Illumina User Group meeting in Phuket 2010 abstract by Theragen BiO Insititute
Large scale bioinformatics analysis of genomic sequences
12th April Phuket Thailand.
by Jong Bhak
In Dec. 2008, we reported and announced the first Korean human genome (SJK) sequence using Illumina GA2. The diploid genome of a Korean male was sequenced to 28.95-fold redundancy
using the Illumina paired-end sequencing method. SJK covered 99.9% of the NCBI human reference genome. We identified 420,083 novel single nucleotide polymorphisms (SNPs) that are not in the dbSNP database.
Despite a close similarity, significant differences were observed between the Chinese genome (YH), the only other Asian genome available, and SJK: (1) 39.87% (1,371,239 out of 3,439,107) SNPs were SJK-specific (49.51% against Venter's, 46.94% against Watson's, and 44.17% against the Yoruba genomes); (2) 99.5% (22,495 out of 22,605) of short indels (< 4 bp) discovered on the same loci had the same size and type as YH; and (3) 11.3% (331 out of 2920) deletion structural variants were SJK-specific. Even after attempting to map unmapped reads of SJK to unanchored NCBI scaffolds, HGSV, and available personal genomes, there were still 5.77% SJK reads that could not be mapped. All these findings indicate that the overall genetic differences among individuals from closely related ethnic groups may be significant.
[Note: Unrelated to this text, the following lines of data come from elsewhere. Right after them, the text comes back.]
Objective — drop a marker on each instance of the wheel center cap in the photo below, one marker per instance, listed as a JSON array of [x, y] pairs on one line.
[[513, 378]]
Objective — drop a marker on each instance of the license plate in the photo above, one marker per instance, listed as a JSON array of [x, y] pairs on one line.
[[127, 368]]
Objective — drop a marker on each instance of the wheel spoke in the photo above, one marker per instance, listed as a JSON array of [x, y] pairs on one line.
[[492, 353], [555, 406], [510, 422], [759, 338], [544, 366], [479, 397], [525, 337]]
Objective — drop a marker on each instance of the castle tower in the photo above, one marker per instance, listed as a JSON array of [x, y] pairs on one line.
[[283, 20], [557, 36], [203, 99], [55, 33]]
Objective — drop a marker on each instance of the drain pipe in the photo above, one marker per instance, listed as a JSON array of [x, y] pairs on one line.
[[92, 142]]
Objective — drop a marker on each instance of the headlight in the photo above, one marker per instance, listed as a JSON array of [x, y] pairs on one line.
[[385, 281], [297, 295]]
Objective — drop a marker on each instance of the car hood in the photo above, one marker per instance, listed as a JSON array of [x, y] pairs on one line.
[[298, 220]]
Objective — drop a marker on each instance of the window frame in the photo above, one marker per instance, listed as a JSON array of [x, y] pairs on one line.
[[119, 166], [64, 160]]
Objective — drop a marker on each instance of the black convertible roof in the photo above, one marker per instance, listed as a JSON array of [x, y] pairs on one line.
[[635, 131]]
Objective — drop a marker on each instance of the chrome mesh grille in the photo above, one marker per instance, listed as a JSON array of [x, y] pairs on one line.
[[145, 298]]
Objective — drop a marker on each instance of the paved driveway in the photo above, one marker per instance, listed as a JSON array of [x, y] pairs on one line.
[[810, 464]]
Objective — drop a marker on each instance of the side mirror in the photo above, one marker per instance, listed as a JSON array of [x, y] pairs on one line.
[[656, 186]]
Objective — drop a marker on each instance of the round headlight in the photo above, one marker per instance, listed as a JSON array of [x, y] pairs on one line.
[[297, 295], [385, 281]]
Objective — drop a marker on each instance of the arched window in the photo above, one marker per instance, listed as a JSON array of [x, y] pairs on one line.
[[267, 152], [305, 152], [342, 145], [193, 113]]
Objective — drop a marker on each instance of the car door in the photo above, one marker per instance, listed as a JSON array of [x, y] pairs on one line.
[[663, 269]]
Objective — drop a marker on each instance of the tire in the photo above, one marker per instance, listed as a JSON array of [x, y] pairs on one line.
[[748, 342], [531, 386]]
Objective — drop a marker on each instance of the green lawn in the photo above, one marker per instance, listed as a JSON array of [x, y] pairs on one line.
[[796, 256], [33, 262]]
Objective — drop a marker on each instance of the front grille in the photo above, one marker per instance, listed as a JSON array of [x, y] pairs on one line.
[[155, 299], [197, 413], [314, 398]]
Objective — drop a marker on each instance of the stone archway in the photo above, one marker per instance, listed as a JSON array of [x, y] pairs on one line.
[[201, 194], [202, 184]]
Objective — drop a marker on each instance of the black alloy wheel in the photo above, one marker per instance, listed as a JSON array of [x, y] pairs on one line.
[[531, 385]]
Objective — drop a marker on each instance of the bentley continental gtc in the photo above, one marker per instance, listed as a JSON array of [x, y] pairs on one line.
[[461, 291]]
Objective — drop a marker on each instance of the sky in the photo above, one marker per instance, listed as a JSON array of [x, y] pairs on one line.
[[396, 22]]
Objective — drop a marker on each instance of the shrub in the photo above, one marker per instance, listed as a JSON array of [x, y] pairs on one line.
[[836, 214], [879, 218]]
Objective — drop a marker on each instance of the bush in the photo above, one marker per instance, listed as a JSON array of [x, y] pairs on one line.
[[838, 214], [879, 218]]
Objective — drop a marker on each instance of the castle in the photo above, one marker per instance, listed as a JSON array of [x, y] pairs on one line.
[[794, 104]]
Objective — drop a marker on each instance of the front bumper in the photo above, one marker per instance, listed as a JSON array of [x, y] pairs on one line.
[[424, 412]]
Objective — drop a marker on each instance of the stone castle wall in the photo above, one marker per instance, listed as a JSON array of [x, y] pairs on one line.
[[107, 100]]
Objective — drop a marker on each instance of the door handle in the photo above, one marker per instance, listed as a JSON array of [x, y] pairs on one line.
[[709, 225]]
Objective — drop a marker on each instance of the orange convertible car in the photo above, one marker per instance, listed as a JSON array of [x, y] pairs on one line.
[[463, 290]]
The whole analysis consisted of two steps. One is sequencing and the other was bioinformatics analysis. We had a cluster of CPUs that ran automated pipelines for analyzing the NGS data. As a commercial development of such an NGS analysis system, Theragen produced "HelloGenome" service which is a full length genome sequencing service. It is the first fully commercial service in Asia.